1. Pengertian Ilmu dalam Islam
Ilmu
dalam Islam berasal dari kata ‘ilm, yang berarti pengetahuan atau
pemahaman yang membawa manusia kepada kebenaran. Dalam pandangan Islam, ilmu
bukan semata hasil rasionalitas manusia, melainkan pancaran cahaya Ilahi yang
menuntun hati dan akal kepada kebenaran hakiki. Al-Qur’an mengangkat kedudukan
ilmu dengan menempatkannya sebagai sarana untuk mengenal Allah SWT. Sebagaimana
ditegaskan oleh Al-Attas (1991), ilmu dalam Islam memiliki fungsi ganda:
sebagai sarana mengenal ciptaan Allah dan sebagai alat untuk menegakkan
keadilan serta kesejahteraan. Oleh karena itu, pendidikan Islam harus membangun
struktur keilmuan yang tidak memisahkan antara ilmu rasional dan wahyu.
Dalam
konteks sosial, ilmu juga berperan sebagai kekuatan pembebasan yang memampukan
manusia untuk memahami realitas dan memperbaikinya sesuai nilai-nilai Ilahi.

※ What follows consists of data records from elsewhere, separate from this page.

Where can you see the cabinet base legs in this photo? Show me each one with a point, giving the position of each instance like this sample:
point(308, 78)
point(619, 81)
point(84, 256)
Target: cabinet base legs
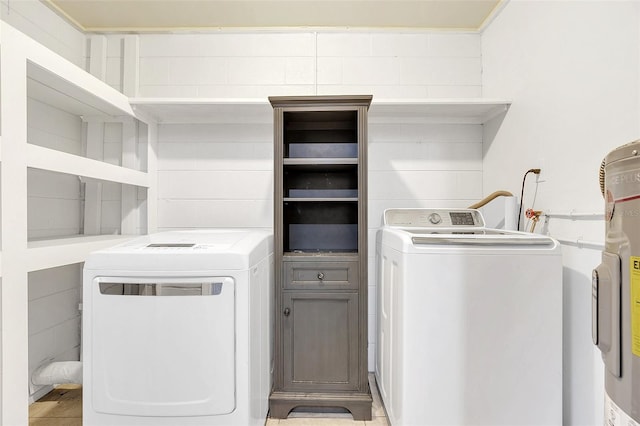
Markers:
point(359, 404)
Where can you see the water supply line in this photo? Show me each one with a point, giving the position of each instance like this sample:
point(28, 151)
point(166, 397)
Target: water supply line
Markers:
point(524, 178)
point(486, 200)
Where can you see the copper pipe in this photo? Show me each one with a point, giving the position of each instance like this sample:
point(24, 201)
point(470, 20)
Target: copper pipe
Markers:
point(490, 198)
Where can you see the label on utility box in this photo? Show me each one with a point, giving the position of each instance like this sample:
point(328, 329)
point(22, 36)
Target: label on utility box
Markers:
point(634, 290)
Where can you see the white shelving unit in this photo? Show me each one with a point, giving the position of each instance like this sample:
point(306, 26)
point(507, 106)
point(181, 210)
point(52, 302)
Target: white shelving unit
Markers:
point(29, 70)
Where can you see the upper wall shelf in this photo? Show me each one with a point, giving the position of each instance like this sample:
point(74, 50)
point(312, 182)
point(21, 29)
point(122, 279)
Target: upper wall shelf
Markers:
point(203, 110)
point(53, 80)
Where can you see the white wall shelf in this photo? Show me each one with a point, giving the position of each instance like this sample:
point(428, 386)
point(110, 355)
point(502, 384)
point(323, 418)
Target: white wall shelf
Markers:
point(56, 161)
point(44, 254)
point(471, 111)
point(59, 82)
point(31, 72)
point(203, 110)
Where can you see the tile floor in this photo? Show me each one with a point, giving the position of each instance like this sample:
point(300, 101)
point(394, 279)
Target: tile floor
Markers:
point(63, 407)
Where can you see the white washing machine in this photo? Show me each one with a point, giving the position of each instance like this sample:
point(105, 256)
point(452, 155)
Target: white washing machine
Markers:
point(177, 330)
point(469, 321)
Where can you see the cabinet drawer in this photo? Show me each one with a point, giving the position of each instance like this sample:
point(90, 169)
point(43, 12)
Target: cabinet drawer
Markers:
point(321, 275)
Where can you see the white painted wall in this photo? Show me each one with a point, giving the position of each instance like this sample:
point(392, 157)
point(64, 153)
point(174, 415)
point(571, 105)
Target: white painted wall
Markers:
point(572, 71)
point(221, 174)
point(54, 199)
point(261, 64)
point(40, 23)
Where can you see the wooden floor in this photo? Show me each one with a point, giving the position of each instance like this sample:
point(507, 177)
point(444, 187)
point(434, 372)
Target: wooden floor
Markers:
point(63, 407)
point(60, 407)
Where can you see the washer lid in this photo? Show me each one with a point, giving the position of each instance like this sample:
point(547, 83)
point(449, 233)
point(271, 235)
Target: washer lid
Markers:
point(192, 250)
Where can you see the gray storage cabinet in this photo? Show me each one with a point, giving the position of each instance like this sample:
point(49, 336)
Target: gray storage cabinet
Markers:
point(320, 246)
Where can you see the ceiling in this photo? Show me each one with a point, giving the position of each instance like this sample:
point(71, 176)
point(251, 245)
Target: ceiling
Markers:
point(185, 15)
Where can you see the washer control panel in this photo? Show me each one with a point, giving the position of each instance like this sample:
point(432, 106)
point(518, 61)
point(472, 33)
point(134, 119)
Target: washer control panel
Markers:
point(433, 218)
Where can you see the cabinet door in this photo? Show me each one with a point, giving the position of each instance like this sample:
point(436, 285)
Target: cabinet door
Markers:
point(320, 341)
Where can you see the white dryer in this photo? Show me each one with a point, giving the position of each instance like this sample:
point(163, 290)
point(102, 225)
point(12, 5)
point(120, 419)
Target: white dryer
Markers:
point(177, 331)
point(469, 321)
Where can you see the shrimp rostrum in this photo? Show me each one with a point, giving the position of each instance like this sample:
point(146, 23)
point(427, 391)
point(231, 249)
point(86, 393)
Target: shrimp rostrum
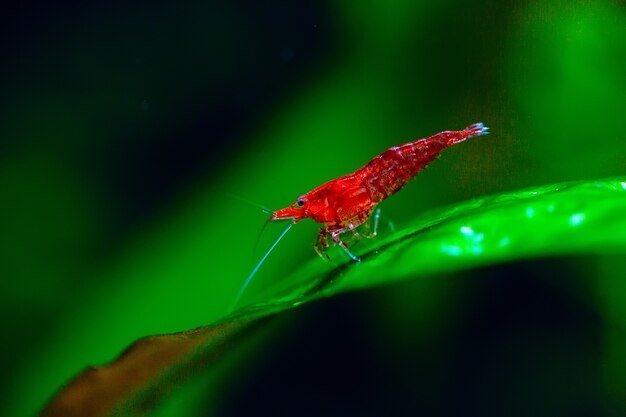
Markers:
point(343, 204)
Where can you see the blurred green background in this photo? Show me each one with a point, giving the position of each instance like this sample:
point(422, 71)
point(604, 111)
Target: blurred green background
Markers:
point(130, 132)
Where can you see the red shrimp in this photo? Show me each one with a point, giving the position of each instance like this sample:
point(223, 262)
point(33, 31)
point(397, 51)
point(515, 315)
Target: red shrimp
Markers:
point(342, 204)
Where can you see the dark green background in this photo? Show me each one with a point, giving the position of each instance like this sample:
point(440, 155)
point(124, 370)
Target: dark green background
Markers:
point(129, 131)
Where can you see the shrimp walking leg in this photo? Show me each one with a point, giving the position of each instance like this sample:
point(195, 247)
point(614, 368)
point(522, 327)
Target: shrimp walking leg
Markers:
point(335, 236)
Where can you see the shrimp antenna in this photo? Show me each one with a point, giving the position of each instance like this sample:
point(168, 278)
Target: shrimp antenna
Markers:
point(252, 203)
point(258, 265)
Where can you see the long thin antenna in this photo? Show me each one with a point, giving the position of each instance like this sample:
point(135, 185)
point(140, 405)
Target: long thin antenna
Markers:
point(258, 265)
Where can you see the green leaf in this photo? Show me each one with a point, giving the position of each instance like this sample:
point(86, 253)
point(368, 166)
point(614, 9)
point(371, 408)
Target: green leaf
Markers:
point(577, 217)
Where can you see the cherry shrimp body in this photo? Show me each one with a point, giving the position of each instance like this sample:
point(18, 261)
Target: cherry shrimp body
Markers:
point(343, 204)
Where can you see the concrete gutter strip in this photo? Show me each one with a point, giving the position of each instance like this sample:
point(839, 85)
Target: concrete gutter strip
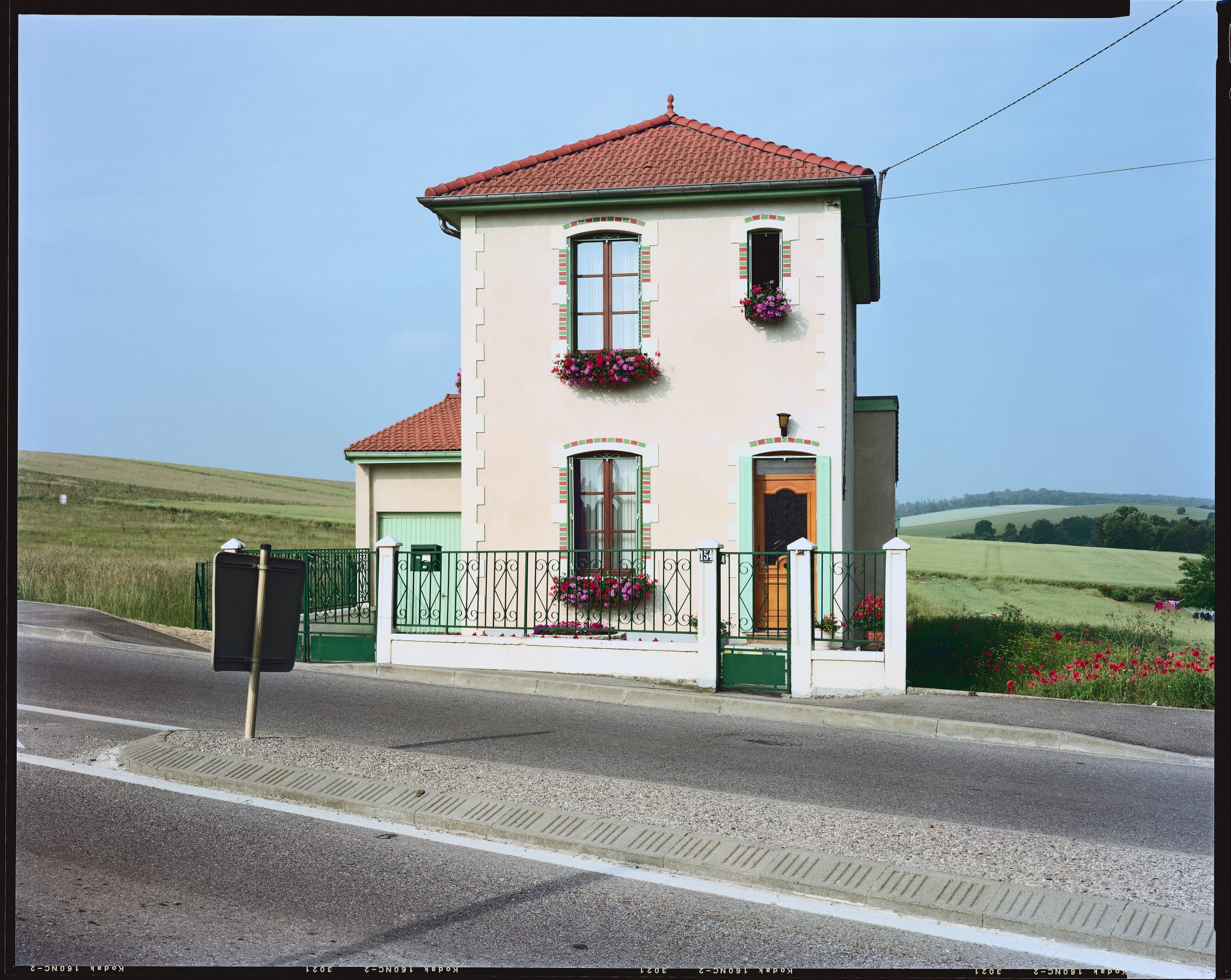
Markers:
point(1087, 920)
point(681, 700)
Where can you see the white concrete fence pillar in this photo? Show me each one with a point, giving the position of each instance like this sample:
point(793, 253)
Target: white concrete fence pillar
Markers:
point(895, 614)
point(706, 572)
point(801, 552)
point(387, 563)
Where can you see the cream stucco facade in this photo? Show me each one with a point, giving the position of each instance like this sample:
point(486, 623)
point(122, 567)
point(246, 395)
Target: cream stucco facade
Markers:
point(724, 379)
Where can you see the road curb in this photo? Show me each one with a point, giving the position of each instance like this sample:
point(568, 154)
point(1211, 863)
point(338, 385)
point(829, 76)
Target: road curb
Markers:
point(1087, 920)
point(681, 700)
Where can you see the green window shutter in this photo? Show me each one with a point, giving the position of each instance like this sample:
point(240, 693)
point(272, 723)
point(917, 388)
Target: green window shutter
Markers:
point(824, 507)
point(747, 542)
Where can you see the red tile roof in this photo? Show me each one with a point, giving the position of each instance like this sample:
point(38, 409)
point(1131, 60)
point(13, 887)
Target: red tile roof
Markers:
point(433, 429)
point(668, 150)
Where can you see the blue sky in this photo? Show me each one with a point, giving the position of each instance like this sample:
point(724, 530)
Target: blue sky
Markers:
point(222, 260)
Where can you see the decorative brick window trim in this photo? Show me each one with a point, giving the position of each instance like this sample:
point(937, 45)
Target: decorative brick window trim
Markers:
point(599, 221)
point(783, 242)
point(602, 440)
point(648, 238)
point(793, 440)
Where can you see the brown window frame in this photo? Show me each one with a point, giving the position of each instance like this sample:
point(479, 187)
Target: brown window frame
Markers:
point(607, 533)
point(606, 276)
point(760, 234)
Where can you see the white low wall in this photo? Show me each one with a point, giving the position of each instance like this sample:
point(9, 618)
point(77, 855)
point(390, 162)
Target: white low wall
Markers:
point(647, 660)
point(836, 672)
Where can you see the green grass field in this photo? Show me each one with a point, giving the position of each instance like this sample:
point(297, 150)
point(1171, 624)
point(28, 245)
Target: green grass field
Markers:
point(947, 524)
point(130, 548)
point(192, 483)
point(938, 596)
point(1058, 562)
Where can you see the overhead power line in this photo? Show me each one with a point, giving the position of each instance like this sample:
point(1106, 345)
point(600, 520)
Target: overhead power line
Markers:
point(997, 112)
point(1040, 180)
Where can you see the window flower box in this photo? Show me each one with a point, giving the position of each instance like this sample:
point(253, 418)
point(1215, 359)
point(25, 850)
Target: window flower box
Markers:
point(605, 589)
point(766, 304)
point(605, 369)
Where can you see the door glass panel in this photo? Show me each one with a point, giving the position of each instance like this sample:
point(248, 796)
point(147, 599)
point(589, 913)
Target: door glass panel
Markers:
point(625, 474)
point(590, 473)
point(590, 332)
point(626, 332)
point(625, 255)
point(593, 512)
point(786, 519)
point(590, 296)
point(623, 293)
point(590, 259)
point(623, 512)
point(798, 466)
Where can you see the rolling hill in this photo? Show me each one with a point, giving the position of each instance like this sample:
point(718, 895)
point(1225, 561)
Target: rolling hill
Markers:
point(961, 521)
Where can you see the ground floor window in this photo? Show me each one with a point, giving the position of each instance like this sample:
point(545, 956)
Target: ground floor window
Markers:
point(606, 509)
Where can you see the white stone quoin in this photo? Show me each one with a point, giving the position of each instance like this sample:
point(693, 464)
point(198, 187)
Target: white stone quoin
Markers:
point(387, 562)
point(801, 617)
point(895, 614)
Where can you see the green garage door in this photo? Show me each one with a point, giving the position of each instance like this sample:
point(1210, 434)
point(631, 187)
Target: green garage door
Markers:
point(424, 528)
point(425, 599)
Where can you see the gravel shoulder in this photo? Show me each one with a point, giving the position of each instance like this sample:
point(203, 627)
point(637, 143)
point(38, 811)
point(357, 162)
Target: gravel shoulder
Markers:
point(1184, 882)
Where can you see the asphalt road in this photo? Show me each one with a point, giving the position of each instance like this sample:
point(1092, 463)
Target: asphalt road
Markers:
point(118, 874)
point(1139, 804)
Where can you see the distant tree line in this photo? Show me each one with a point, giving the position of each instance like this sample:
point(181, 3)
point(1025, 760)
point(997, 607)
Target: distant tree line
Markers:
point(1064, 498)
point(1124, 527)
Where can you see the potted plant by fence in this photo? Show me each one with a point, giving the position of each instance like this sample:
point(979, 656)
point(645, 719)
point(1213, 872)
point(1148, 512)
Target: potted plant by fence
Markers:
point(605, 369)
point(869, 616)
point(830, 625)
point(766, 304)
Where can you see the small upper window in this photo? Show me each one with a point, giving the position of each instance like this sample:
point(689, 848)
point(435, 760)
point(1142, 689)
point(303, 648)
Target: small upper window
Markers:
point(765, 258)
point(606, 292)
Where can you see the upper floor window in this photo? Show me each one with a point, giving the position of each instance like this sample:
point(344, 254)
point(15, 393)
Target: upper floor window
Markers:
point(606, 509)
point(606, 292)
point(765, 258)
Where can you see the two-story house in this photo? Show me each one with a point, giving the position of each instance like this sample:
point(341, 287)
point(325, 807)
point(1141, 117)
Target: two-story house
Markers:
point(644, 240)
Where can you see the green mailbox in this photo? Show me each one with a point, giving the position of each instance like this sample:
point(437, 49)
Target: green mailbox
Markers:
point(425, 558)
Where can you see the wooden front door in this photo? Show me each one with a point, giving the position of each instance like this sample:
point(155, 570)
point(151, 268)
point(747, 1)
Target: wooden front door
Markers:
point(784, 510)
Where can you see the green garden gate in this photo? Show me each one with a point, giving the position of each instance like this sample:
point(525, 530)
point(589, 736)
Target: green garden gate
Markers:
point(339, 618)
point(754, 622)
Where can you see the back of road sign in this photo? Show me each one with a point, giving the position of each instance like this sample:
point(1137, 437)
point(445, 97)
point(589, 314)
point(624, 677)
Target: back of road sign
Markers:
point(236, 611)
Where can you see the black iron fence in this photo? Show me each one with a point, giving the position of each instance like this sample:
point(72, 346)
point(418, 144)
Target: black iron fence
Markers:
point(754, 598)
point(849, 601)
point(545, 592)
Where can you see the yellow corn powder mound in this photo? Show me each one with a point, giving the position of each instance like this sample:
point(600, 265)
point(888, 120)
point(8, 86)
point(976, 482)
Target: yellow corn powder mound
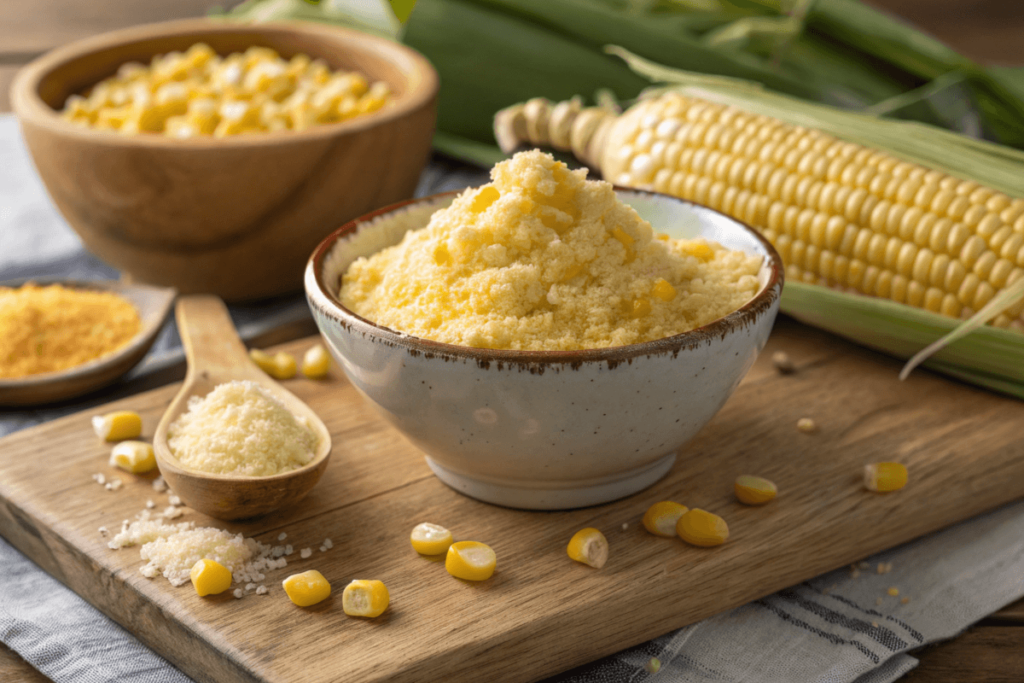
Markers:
point(53, 328)
point(239, 428)
point(544, 259)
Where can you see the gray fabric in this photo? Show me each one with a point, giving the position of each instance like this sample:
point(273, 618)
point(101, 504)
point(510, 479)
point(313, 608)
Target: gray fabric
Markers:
point(818, 632)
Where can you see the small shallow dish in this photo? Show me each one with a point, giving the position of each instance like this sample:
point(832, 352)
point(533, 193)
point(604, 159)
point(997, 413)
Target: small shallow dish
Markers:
point(235, 216)
point(153, 304)
point(546, 429)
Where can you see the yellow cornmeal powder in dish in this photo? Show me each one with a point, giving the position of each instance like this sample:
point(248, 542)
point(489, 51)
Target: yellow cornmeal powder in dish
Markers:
point(239, 428)
point(53, 328)
point(544, 259)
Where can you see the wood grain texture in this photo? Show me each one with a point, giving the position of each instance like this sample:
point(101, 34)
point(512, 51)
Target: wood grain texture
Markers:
point(986, 654)
point(540, 613)
point(1010, 614)
point(15, 670)
point(215, 356)
point(238, 216)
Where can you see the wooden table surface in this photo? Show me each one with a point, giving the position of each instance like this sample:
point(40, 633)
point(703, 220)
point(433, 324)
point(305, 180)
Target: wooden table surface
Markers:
point(985, 30)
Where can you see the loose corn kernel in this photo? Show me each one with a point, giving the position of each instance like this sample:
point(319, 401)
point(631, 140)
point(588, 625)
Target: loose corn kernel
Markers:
point(470, 560)
point(590, 547)
point(807, 425)
point(307, 588)
point(702, 528)
point(134, 457)
point(315, 363)
point(662, 517)
point(210, 578)
point(244, 86)
point(118, 426)
point(755, 491)
point(664, 290)
point(281, 366)
point(883, 477)
point(430, 539)
point(781, 361)
point(365, 598)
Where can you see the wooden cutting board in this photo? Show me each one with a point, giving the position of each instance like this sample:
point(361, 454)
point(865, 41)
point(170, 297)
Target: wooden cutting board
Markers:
point(541, 613)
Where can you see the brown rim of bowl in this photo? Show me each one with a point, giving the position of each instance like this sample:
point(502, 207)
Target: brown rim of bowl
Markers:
point(28, 104)
point(745, 314)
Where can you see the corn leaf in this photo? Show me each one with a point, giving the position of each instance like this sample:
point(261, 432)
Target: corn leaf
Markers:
point(988, 356)
point(970, 350)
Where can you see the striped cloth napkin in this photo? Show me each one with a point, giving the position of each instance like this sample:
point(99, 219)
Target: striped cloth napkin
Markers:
point(840, 628)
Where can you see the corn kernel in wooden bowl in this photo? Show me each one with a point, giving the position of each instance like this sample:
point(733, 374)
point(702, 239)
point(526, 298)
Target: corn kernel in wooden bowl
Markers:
point(200, 92)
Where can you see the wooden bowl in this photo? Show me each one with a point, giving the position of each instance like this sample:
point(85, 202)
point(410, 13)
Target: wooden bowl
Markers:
point(153, 304)
point(235, 216)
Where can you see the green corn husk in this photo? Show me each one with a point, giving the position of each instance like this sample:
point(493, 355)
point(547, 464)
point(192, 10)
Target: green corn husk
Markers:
point(988, 356)
point(493, 53)
point(982, 355)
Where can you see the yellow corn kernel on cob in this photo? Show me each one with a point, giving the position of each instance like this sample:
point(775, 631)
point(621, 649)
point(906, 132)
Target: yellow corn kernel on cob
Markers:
point(702, 528)
point(365, 598)
point(134, 457)
point(307, 588)
point(662, 517)
point(839, 214)
point(589, 547)
point(210, 578)
point(884, 477)
point(118, 426)
point(754, 491)
point(430, 539)
point(315, 363)
point(470, 560)
point(281, 366)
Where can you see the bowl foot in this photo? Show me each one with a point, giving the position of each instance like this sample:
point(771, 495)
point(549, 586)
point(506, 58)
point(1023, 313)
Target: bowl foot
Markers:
point(555, 499)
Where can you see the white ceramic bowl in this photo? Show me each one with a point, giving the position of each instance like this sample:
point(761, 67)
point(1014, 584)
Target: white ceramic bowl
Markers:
point(545, 430)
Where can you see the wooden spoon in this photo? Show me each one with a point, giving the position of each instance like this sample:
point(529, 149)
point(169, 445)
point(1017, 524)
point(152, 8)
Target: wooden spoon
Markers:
point(216, 355)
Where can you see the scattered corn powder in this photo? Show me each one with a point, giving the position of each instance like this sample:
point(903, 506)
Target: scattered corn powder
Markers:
point(543, 259)
point(53, 328)
point(171, 550)
point(239, 428)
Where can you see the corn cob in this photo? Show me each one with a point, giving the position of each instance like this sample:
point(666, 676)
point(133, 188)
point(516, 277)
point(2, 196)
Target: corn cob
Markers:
point(840, 214)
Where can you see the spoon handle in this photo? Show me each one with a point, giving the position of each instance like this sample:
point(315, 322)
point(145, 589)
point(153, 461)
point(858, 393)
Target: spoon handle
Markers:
point(209, 337)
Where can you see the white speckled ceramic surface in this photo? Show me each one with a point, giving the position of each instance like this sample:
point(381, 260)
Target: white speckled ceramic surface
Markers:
point(545, 429)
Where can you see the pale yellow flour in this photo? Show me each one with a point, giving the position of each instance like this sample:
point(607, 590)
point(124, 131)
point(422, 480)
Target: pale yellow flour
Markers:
point(544, 259)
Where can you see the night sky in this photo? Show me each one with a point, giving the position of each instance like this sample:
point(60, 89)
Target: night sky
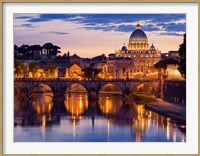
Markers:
point(93, 34)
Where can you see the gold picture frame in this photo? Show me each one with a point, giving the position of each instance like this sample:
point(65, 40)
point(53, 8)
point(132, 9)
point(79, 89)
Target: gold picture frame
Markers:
point(71, 1)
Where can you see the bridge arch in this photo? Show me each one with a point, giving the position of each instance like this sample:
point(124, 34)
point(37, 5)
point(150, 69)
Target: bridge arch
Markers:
point(145, 84)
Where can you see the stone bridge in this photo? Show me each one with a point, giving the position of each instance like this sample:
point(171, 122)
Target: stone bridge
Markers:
point(24, 86)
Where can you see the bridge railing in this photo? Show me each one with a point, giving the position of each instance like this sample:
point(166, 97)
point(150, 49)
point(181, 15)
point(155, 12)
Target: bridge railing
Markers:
point(67, 79)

Pandangan ini menolak ide bahwa ilmu bersifat netral, karena setiap pengetahuan
selalu membawa konsekuensi moral. Ilmu yang digunakan tanpa kesadaran etis
dapat menimbulkan ketimpangan dan kerusakan, sebagaimana tampak dalam
eksploitasi alam dan manusia pada era modern. Dengan demikian, pendidikan Islam
harus mengajarkan etika pengetahuan sebagai bagian tak terpisahkan dari
pembelajaran ilmiah.
Selain
itu, dalam pandangan filsafat Islam, ilmu tidak hanya berhubungan dengan dunia
empiris, tetapi juga mencakup dimensi metafisis yang menghubungkan manusia
dengan Tuhan. Pemahaman ini menjadikan pencarian ilmu sebagai bagian dari
perjalanan spiritual. Proses belajar tidak berhenti pada penguasaan konsep,
tetapi berlanjut pada penyadaran diri bahwa seluruh ilmu bermuara pada
pengenalan terhadap kebesaran Allah SWT.
Penulis
berpendapat bahwa ilmu dalam Islam memiliki sifat holistik: ia mencakup aspek
kognitif, afektif, dan spiritual. Keseimbangan ketiganya menghasilkan manusia
yang tidak hanya cerdas secara intelektual, tetapi juga memiliki kepekaan moral
dan tanggung jawab sosial. Dalam praktik pendidikan, pendekatan ini dapat
diterapkan melalui integrasi nilai-nilai Qur’ani dalam pengajaran sains,
teknologi, maupun humaniora.
Akhirnya,
penting ditegaskan bahwa ilmu dalam Islam bersifat dinamis dan terus berkembang.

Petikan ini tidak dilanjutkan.